Wimbledon: Roger Federer stands alone among underdogs

It was a rollercoaster day in SW19 where Andy Murray and Novak Djokovic exited

Roger Federer of Switzerland celebrates match point and victory after his men’s singles quarterfinal match against Milos Raonic on day nine of the Wimbledon Lawn Tennis Championships. Photo: Michael Steele/Getty Images

Roger Federer of Switzerland celebrates match point and victory after his men’s singles quarterfinal match against Milos Raonic on day nine of the Wimbledon Lawn Tennis Championships. Photo: Michael Steele/Getty Images

 

In March Novak Djokovic pulled out of the Miami Open, citing an elbow problem. That arrived after an uncannily similar announcement from Andy Murray 24 hours earlier, which featured an identical injury.

On Wednesday Djokovic lasted just over an hour in his Wimbledon quarterfinal match against Tomas Berdych. Meanwhile, Murray lasted five sets and almost three hours against Sam Querry, but the final two sets were a pale imitation of the defending champion.

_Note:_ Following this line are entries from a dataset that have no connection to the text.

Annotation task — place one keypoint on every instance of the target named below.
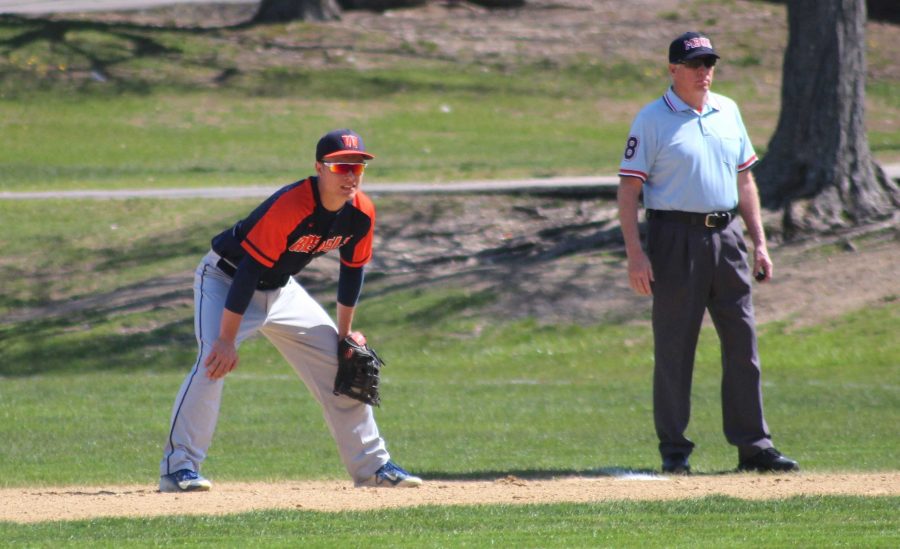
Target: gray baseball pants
(697, 269)
(307, 338)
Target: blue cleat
(184, 480)
(391, 476)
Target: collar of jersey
(677, 105)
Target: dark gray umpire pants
(698, 268)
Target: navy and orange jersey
(291, 228)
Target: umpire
(689, 153)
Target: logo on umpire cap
(697, 42)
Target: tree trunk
(819, 168)
(278, 11)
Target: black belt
(713, 220)
(230, 270)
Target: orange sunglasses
(343, 168)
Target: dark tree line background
(271, 11)
(819, 170)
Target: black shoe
(769, 460)
(676, 464)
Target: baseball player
(689, 153)
(245, 284)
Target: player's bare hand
(221, 360)
(640, 273)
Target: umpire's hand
(640, 273)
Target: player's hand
(640, 273)
(221, 360)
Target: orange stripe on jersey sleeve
(362, 252)
(268, 239)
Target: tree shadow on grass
(42, 347)
(122, 57)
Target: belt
(229, 269)
(713, 220)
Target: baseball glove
(359, 371)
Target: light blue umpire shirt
(688, 161)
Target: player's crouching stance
(245, 285)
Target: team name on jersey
(309, 243)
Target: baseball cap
(342, 142)
(690, 45)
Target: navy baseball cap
(340, 143)
(690, 45)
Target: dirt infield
(27, 505)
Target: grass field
(85, 396)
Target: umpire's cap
(689, 46)
(340, 143)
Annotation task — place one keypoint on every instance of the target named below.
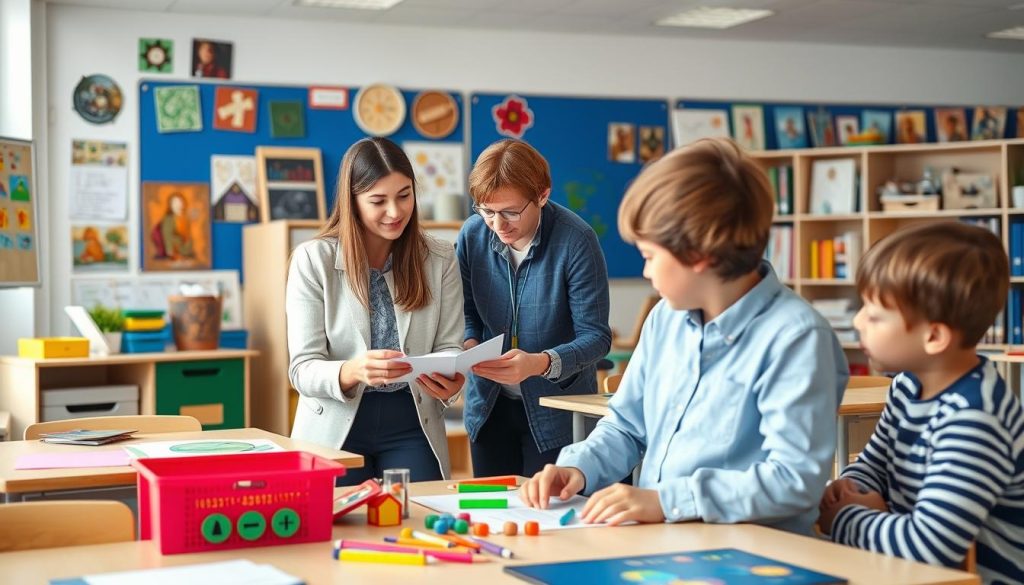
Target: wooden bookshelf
(1001, 159)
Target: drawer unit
(62, 404)
(211, 390)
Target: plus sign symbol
(235, 109)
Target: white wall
(83, 41)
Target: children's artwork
(150, 291)
(211, 58)
(439, 170)
(790, 129)
(834, 186)
(910, 127)
(950, 124)
(516, 510)
(96, 248)
(287, 120)
(97, 98)
(622, 142)
(691, 125)
(820, 127)
(178, 109)
(749, 127)
(988, 123)
(235, 109)
(156, 55)
(846, 128)
(718, 567)
(878, 121)
(98, 181)
(176, 226)
(512, 117)
(201, 447)
(651, 143)
(232, 189)
(290, 182)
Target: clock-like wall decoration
(434, 114)
(379, 110)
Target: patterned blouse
(383, 325)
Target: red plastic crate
(216, 502)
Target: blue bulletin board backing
(572, 135)
(184, 157)
(771, 134)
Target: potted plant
(112, 323)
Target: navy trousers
(387, 433)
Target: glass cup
(396, 483)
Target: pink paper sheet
(107, 458)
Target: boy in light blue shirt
(731, 394)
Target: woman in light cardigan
(370, 288)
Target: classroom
(549, 291)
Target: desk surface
(314, 563)
(868, 401)
(33, 481)
(128, 359)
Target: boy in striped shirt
(945, 465)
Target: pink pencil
(448, 556)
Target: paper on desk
(517, 511)
(70, 460)
(240, 572)
(452, 361)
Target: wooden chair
(611, 383)
(26, 526)
(142, 423)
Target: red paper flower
(512, 117)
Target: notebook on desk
(720, 567)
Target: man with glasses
(534, 270)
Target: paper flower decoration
(512, 117)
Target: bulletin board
(184, 156)
(836, 110)
(18, 214)
(572, 133)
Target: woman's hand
(374, 368)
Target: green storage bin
(212, 390)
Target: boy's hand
(566, 482)
(619, 503)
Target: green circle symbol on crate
(212, 447)
(285, 523)
(216, 528)
(252, 525)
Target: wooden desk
(14, 484)
(219, 405)
(856, 403)
(313, 562)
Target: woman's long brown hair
(366, 163)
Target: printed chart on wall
(595, 148)
(18, 232)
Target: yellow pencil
(358, 555)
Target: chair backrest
(142, 423)
(868, 381)
(26, 526)
(611, 382)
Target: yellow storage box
(42, 347)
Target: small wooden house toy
(384, 510)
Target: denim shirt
(562, 289)
(734, 419)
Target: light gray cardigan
(328, 325)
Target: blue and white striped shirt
(951, 470)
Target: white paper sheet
(452, 361)
(517, 511)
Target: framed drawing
(290, 182)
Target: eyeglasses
(507, 215)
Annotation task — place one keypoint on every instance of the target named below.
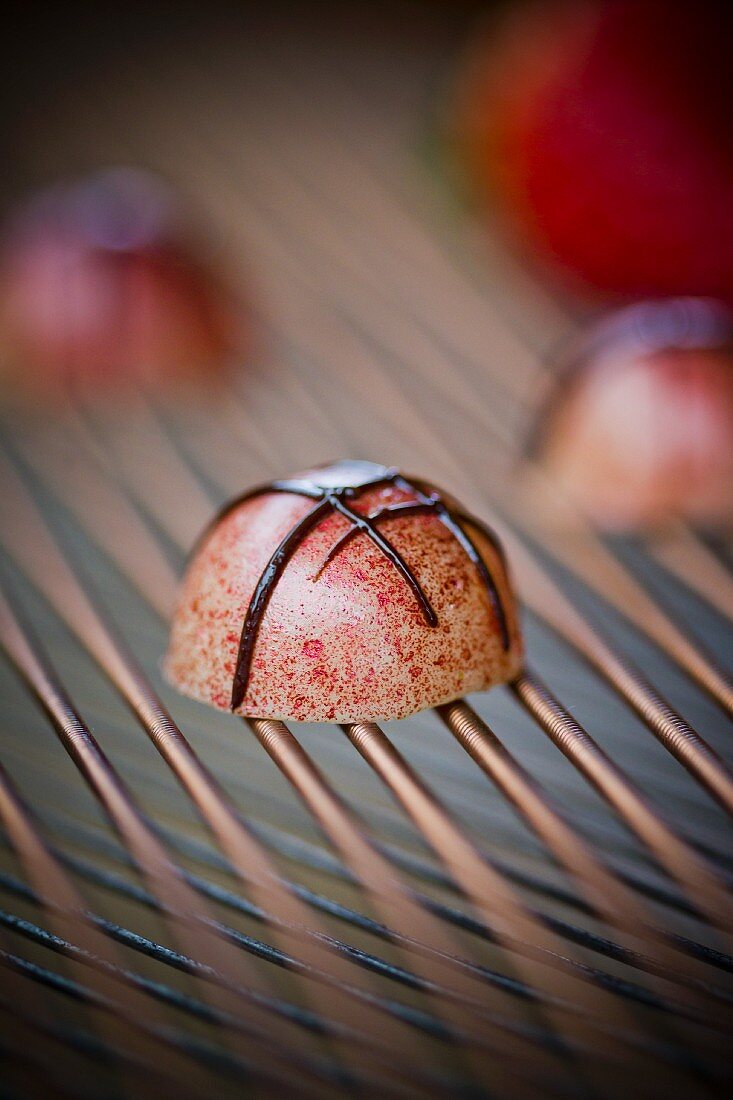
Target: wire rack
(522, 894)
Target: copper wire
(687, 867)
(34, 550)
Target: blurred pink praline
(100, 289)
(638, 431)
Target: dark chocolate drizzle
(330, 496)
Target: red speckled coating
(351, 644)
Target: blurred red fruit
(605, 129)
(98, 289)
(639, 430)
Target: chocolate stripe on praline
(328, 498)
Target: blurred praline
(638, 428)
(100, 287)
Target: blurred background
(490, 244)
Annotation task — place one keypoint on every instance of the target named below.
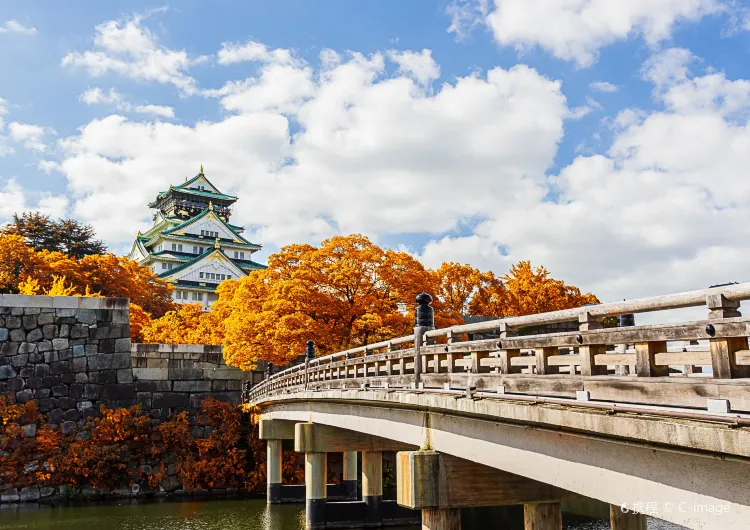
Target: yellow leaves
(29, 286)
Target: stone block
(29, 322)
(60, 390)
(191, 386)
(68, 427)
(55, 416)
(151, 374)
(60, 344)
(41, 370)
(161, 400)
(79, 364)
(86, 316)
(117, 392)
(121, 316)
(27, 347)
(79, 332)
(50, 331)
(66, 403)
(50, 381)
(105, 377)
(60, 367)
(10, 495)
(100, 362)
(24, 396)
(19, 360)
(107, 346)
(35, 335)
(186, 374)
(121, 360)
(91, 391)
(7, 372)
(46, 318)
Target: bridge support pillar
(441, 519)
(350, 474)
(273, 471)
(544, 516)
(372, 486)
(619, 520)
(273, 432)
(315, 491)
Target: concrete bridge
(651, 419)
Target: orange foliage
(112, 450)
(188, 324)
(103, 274)
(216, 461)
(344, 293)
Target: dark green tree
(64, 235)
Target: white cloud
(13, 26)
(466, 15)
(12, 199)
(421, 66)
(363, 138)
(32, 136)
(575, 30)
(603, 86)
(96, 95)
(128, 48)
(157, 110)
(252, 51)
(662, 211)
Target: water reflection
(253, 514)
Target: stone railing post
(424, 321)
(309, 356)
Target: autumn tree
(64, 235)
(345, 293)
(100, 274)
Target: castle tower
(191, 244)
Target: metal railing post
(424, 320)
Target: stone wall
(70, 354)
(176, 377)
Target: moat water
(252, 514)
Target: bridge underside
(692, 470)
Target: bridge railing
(678, 364)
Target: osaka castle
(192, 245)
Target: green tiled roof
(200, 216)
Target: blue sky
(605, 139)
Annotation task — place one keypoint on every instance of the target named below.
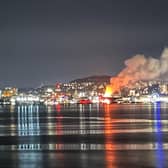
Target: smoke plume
(139, 68)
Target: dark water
(84, 136)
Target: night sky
(60, 40)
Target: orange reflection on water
(58, 120)
(110, 157)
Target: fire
(109, 91)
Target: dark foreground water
(110, 136)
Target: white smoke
(139, 68)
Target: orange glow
(109, 91)
(109, 145)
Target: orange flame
(109, 91)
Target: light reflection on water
(108, 129)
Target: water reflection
(159, 136)
(108, 132)
(28, 125)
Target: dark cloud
(61, 40)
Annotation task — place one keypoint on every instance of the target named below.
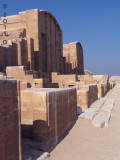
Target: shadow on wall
(41, 137)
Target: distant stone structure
(51, 80)
(74, 55)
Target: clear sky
(95, 23)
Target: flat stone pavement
(86, 142)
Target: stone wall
(47, 114)
(74, 55)
(10, 132)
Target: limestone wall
(74, 55)
(48, 114)
(10, 132)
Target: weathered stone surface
(88, 114)
(98, 121)
(98, 103)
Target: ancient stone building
(10, 130)
(40, 28)
(52, 81)
(74, 55)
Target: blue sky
(95, 23)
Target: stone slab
(98, 103)
(88, 114)
(98, 121)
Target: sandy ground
(86, 142)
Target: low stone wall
(86, 95)
(47, 114)
(10, 133)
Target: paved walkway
(86, 142)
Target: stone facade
(74, 55)
(10, 132)
(52, 82)
(43, 113)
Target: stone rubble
(99, 112)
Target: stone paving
(99, 112)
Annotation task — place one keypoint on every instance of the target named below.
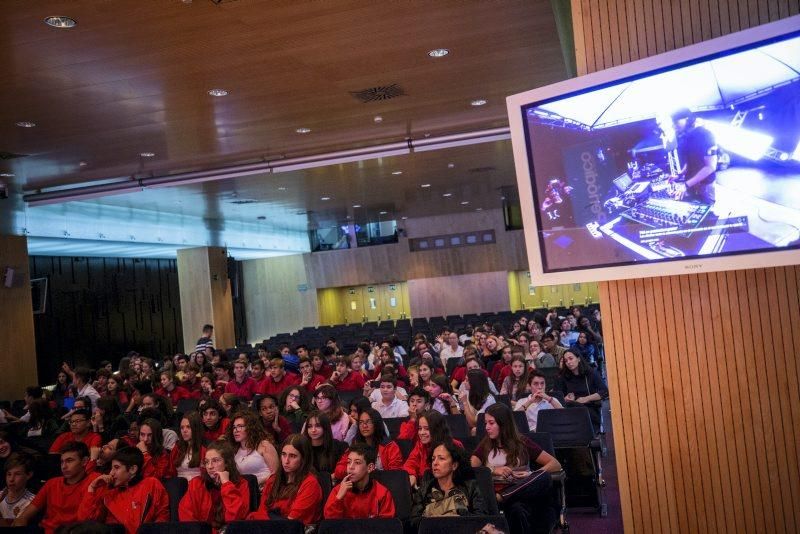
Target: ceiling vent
(374, 94)
(10, 155)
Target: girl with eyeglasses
(372, 433)
(293, 492)
(256, 455)
(220, 494)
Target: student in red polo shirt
(278, 379)
(242, 386)
(293, 492)
(80, 425)
(125, 497)
(358, 496)
(171, 391)
(344, 378)
(61, 496)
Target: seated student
(358, 496)
(294, 404)
(60, 497)
(510, 455)
(516, 384)
(371, 432)
(476, 399)
(278, 379)
(442, 399)
(156, 457)
(255, 453)
(449, 485)
(432, 431)
(276, 426)
(215, 422)
(419, 401)
(389, 405)
(293, 492)
(325, 450)
(187, 455)
(581, 385)
(16, 496)
(170, 389)
(536, 401)
(125, 496)
(309, 378)
(80, 423)
(242, 385)
(220, 494)
(344, 378)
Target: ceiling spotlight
(60, 22)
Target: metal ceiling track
(133, 184)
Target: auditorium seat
(361, 526)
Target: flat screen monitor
(688, 161)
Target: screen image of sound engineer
(698, 157)
(557, 205)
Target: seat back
(176, 527)
(461, 524)
(273, 526)
(361, 526)
(483, 476)
(568, 428)
(255, 494)
(398, 484)
(176, 488)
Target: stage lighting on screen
(746, 143)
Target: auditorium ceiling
(124, 95)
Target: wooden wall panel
(101, 308)
(205, 294)
(450, 295)
(16, 316)
(711, 444)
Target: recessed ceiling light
(60, 22)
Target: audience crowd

British hopes shattered, Serbian aspirations washed out. Both fell out of the draw to trigger the earliest exit of supporters from the grounds for many years in the strangest unravelling of a Wimbledon quarterfinal draw.

Murray was last seen hobbling towards a courtesy car at the back of the media centre, the world number one swinging his damaged hip sideways like an octogenarian.

Murray was clearly in more distress over the injury that snatched hopes of an all British final with Johanna Konta, than Djokovic was about his injured right elbow.

Murray fell 6-3, 4-6, 7-6 (4), 1-6, 1-6 to American Sam Querry with Djokovic playing just one losing set and two games of the second before shrugging his shoulders and walking to the net to Berdych and finish the match with a handshake.

The post portem will centre around what players are doing to their bodies and whether the officials who declined to allow Djokovic play his fourth round match under the Centre Court roof were entirely blameless in his undoing.

Djokovic leaves the court after retiring in his loss to Berdych. Photo: Glyn Kirk/Getty Images
Djokovic leaves the court after retiring in his loss to Berdych. Photo: Glyn Kirk/Getty Images

Had they switched his match to under cover on the scheduled day, the second seed would have had an extra day to rest his problematic right elbow.

The good news for aesthetes is that Roger Federer conducted a masterclass against Milos Raonic. With poise and sangfroid, he defused the big Canadian’s heavy service game and schooled him around Centre Court for three sets 6-4, 6-2, 7-6.

Federer meets Berdych and for that meeting he must preserve his immaculate returning game and rap it up like he did himself, when Raonic left for a bathroom break duringtheir match.

Sniffles and a head cold will not force Federer to default.

Croatia’s Marin Cilic crushed the dreams of Luxembourg and Gilles Muller over five sets to meet Querry, both players in their first Wimbledon semifinals.

“The whole tournament I’ve been a little bit sore. But I tried my best right to the end. I’m proud about that,” said Murray.

“I’ll get the best advice I can, then stick with that. If it means taking a few weeks’ rest, then so be it. If it means training and doing the right rehab and stuff, then I’ll do that.

“I have no idea of exactly what that’s going to be. Now I’ll listen to my team and, you know, get the best advice I can, make a decision after that.”

Djokovic admitted that his injury was not his shoulder, which was treated on court on Tuesday, but the same concern that took him out of Miami.

“It’s not the shoulder. It’s the elbow that already keeps bothering for over a year and a half actually,” he said.

Like Murray the problem will send him on a voyage of discovery. With the US Open coming up at the end of August, time will be again the issue.

“It’s not a time and place for me to talk about the details,” said Djokovic. “I’m just going to talk with specialists, as I have done in the last year or so, try to figure out what’s the best way to treat it and to solve it, to find a longterm solution. Obviously shortterm it’s probably rest is most appropriate. We will see.”

Federer will offer some respite from the three remaining booming servers. But he must see the injuries to his main rivals as the draw inviting him forward up in a way he could have never foreseen.

The tournament has come down to one seven time Wimbledon champion and three players who have never won it.

“I think he’s the greatest of them all. It’s a great challenge to have the opportunity,” said Berdych about Federer.

The Swiss player may not have eased any anxieties in the mind of his opponent.

“This year I’m just a normal tennis player again where I can focus on tactics. I think that’s the difference,” said Federer alluding to his injuries..

“I’m playing very well. I’m rested. I’m fresh. I’m confident, too. Then great things do happen. Confidence is a huge thing.”

Federer “a normal tennis player” – just another twist in a rollercoaster day at the championships.